人形の‪✕‬‪✕‬‪✕‬と虫型メカのナナホシは、地面と上空の二手に分かれて昔の鉱山もしくは軍事施設を探していた。
遭難が問題にならないので、ずんずん進んでいたのだが。

「寒イ」
そう言ってナナホシが‪✕‬‪✕‬‪✕‬の所に降りてきた。
人形は手を差しのべて迎えた。
「どうした?」
「僕、動クノニ熱ガ必要」
「ナナホシの動力は光ではなかったのだな。
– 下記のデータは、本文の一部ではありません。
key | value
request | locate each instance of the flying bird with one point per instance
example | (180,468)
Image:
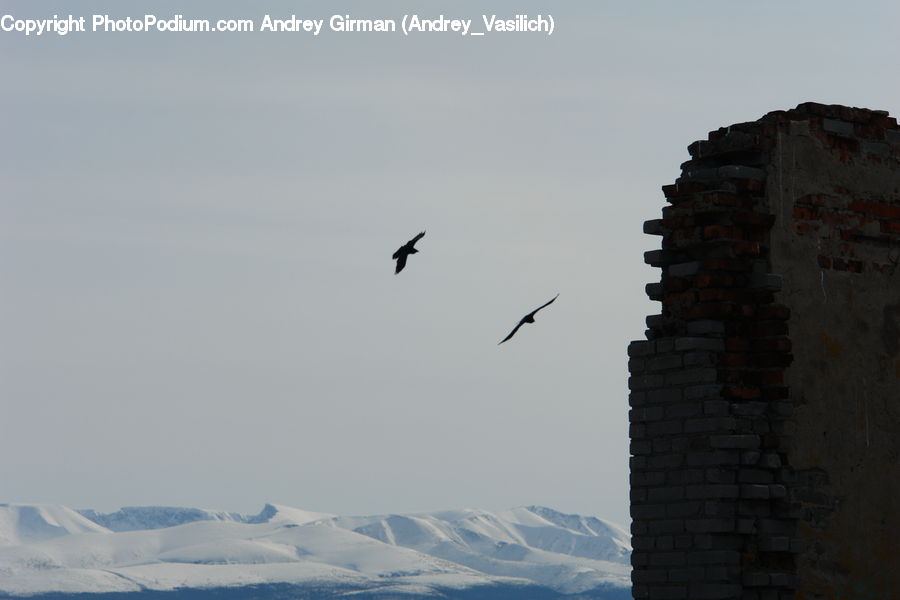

それは確認不足だった」

「‪✕‬‪✕‬‪✕‬モ冷タイ…」

ナナホシは人形の手の上で丸まってしまった。
普段の人形は人間の体温を再現するために意図的に放熱を起こしているにすぎず、そして周りに人間がいない今は放熱を停止している。
ひとまず両手でナナホシを覆い隠し、手だけ温度を上げながら思案する。
今まで熱供給なしに動いていたのだから、常に温める必要はないはずだ。
少しすると、ナナホシが動き出した。
「暖カイ。モット欲シイ」
「少し待て」
‪✕‬‪✕‬‪✕‬はナナホシを一旦頭に乗せてから、
背負袋から手ぶくろを出して片手にはめた。
ただし、手首部分を締めるボタンを外したまま。
「応急処置だが、ここに入れ」
「ウン」
ナナホシがそろそろと歩き、手ぶくろと手の隙間に収まった。
潰さぬよう、そっと保持する。
辺境に来る前に新調した手ぶくろが厚手でちょうど良かった。
「鉱山が見つかれば、温石に使えるものもあるだろう」

温めるのを止めたもう片方の手は、あっという間に冷えていった。